As far as I can tell, the medical establishment has by-and-large abdicated leadership in this arena. It might be that they're simply too busy, or they aren't paid to do this, or just that they don't want to be rated. Whatever the reasons, they have left a meaningful void where it would be natural for them to have assumed leadership. In that void, others can create metrics that are better than nothing. Now that patients turn to an outside perspective like ProPublica's, providers complain that the perspective is not perfect without giving a credible alternative. Similarly, CMS itself has started to define quality metrics, and providers have voiced some criticism. If providers continue to avoid defining and promulgating practical standards, our best hope might be for government agencies like CMS and all-payer claims databases to release increasingly large volumes of data. We can then hope that there will be thoughtful people who are willing to work on deriving meaningful signals to help patients make these potentially life-or-death decisions. As society continues to push an increasing share of the medical costs onto patients, it's only reasonable and even positive that are patients demanding better visibility into their options. We should not let the perfect be the enemy of progress.
May 07, 2016
I'm a big fan of healthcare transparency. When patients have better knowledge about both cost and quality and can make better decisions about their medical care, the marketplace for healthcare services can function more like a... marketplace. It was surprising to me to read how one study found that widespread access to pricing information actually led to a slight increase in spending compared to a control group.

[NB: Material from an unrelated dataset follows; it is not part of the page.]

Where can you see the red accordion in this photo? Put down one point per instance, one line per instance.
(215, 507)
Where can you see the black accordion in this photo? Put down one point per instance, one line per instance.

I've only read the abstract, but one detail that jumps out is that only 10% of the employees who had access to the pricing information tools actually used it in the first year of access. That raises questions as to whether or not the rest of the employees were sufficiently notified about the tools and whether they had reason to care (in the form of deductibles and co-insurance). Another interesting detail was that the average spending for the employees who had access started out slightly higher than those who did not. I'm not sure if that's a meaningful detail, but it does raise the question of whether the two companies that offered access had been seeing larger increases in prior years or not. Either way, it would be interesting to see a similar study between a high-engagement group (where people were actually using the tool) and a control group.